Job title: Site Manager
Business unit: Texturizing Solutions
Location: Hamburg, Germany
Start date: January 1993
Years of work experience: 21
Education: Dipl.-Ing Lebensmitteltechnologie + MSc Management
Ethics and Values: The way we succeed as a company is as important to us as success itself. We all share a caring approach, a sense of respect and responsibility, and high ethical standards and values.
Mutual respect and ethical practicesis the basis of any successful collaboration. A single person cannot achieve as much as a good team. Examples of this are successsfully implemented projects I was involved in such as the A-Force implementation (ERP-System) and setting up the new high-fructose line (LB42) in Barby.
In my role as Site Manager, I have responsibility for all areas at the site. I have direct responsibility for Operations (Production Maintenance, Quality Control). My team is the local Management Team (LOMT) with whose support I monitor and direct the issues at the Hamburg factory.
My day normally starts with a brief production meeting with reports on the past 24 hours, as well a briefly discussing that day. Then there could be a varying number of discussions on a wide range of subjects such as Stock Health Management, projects or on specialist subjects such as Atmosphere Explosible (ATEX), Environmental Health and Safety, Process Safety, Procurement etc. A second major area is reporting. And my third area of work is in management of my so-called “Direct Reports” as well as the Local Management Team (LOMT). In my role you need a good overview of business procedures, but also a technical/technological understanding of the production processes as well as basic financial knowledge. Among the so-called soft skills, I rank highly the ability to motivate and communicate and being a team player. In the role of Site Manager, however, decision-making, structured and strategic thinking and working are also very important.
After studying food technology I started as a process engineer in a corn starch factory which was then taken over by Cerestar. From 1994, I then worked as a process development engineer (PDG) in the wheat starch plant in Barby. The focus here was the optimisation of existing processes in terms of efficiency, throughput, water consumption, auxiliary consumption, etc. After about seven years, I moved to the area of glucose refinery and took over the role there of System Manager. Here the focus was on managing shifts, staff management and day-to-day operations. After a second course (distance university) leading to an MSc in Management, in 2009 I had the opportunity to take over the post of Plant Manager at the CTS (Cargill Texturizing Solution) plant in Hamburg. After about 2 years the post was then expanded by a number of duties and renamed Site Manager. At all stages of this career it was always important to me to be able to maintain the balance between family and career. A second key factor was the support of my line manager who always showed me, through feedback and challenging work, that he had confidence in me and my abilities even if I myself sometimes hesitated.

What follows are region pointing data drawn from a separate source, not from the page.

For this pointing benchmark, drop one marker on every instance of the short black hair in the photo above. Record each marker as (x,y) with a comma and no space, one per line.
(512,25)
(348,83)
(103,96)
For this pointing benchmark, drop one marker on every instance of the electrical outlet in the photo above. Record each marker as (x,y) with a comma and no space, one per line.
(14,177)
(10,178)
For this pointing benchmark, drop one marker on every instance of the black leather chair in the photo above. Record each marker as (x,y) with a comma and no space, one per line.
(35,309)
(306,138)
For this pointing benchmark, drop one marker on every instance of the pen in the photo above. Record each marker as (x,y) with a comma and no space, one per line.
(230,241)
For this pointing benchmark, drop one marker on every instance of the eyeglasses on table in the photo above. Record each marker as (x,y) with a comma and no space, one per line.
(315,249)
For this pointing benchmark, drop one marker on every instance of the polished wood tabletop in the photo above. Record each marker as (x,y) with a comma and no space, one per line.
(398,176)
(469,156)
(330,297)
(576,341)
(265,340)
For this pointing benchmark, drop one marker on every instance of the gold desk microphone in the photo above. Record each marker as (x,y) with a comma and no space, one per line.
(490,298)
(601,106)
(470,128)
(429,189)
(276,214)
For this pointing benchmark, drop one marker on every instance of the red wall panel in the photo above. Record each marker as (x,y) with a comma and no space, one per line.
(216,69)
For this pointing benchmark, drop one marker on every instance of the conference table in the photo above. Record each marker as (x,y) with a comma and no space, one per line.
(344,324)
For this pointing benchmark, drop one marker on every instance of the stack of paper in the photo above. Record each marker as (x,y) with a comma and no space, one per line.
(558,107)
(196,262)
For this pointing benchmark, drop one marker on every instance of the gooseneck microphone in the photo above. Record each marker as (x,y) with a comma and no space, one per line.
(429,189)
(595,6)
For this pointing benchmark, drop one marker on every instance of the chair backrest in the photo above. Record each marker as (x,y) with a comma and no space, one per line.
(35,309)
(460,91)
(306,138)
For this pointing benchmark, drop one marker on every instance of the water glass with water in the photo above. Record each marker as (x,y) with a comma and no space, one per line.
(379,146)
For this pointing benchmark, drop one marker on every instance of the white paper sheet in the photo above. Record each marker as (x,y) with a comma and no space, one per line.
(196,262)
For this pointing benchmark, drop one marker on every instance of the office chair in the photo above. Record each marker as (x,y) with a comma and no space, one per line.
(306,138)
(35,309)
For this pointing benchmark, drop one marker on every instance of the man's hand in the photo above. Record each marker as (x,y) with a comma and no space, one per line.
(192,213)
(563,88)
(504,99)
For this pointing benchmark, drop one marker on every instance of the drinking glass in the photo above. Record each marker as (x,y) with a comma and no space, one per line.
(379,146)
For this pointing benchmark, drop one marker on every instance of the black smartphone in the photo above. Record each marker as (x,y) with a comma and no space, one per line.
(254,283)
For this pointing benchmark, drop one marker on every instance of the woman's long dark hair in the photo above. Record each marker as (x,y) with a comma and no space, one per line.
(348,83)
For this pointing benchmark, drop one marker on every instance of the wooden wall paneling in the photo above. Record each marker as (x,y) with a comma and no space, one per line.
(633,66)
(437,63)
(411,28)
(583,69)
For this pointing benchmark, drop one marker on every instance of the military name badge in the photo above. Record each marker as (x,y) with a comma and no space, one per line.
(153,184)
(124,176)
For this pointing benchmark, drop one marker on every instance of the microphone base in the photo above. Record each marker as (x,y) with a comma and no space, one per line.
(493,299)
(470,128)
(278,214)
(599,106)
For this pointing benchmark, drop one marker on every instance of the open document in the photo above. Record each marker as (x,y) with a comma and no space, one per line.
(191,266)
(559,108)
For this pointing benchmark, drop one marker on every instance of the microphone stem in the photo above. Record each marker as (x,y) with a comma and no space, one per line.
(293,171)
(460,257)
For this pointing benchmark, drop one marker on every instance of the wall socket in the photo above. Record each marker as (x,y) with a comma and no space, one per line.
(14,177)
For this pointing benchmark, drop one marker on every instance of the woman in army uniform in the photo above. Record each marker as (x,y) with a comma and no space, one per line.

What I find most rewarding about my current role is the diversity of subjects and duties. I can help shape things and have a say, but I still have contact with the staff in all areas and really see the success of my work every day. You require plenty of flexibility, understanding and empathy to be able to make the right decisions on all subjects as required. But even if you make mistakes you receive the necessary support to correct them and to learn from them.
I started my career at the old VEB Maisan factory in Barby which belonged to CPC until 1969. I joined the Cargil “family” with the takeover of Cerestar by Cargill in 2002. And that is precisely why I am still here: Despite the size there is still a “family feeling” in the plants and a terrific sense of belonging. A company of this size offers plenty of opportunities for development! The work is diverse and challenging. You can work internationally/globally and benefit from a large network of experts.
If someone wants to launch their career at Cargill, I would alway first recommend getting to grips with the values and business content. The question everyone should ask themselves is: Do I suit the company, or does the company suit me? If after studying you are not yet sure which job or post is the right one, it is advisable to join via a trainee programme or a training or an internship. Otherwise, it is up to each person to forge their own path and actively exploit the opportunities offered by Cargill.
A peaceful coexistence and a respectful attitude are very important to me. This is true in private life as well as at work.
I love reading crime fiction and if have time I like playing tennis or badminton. Being on the Cargill Cares Council is also very important to me – I see it as a way of giving something back and helping people who are less well off than myself.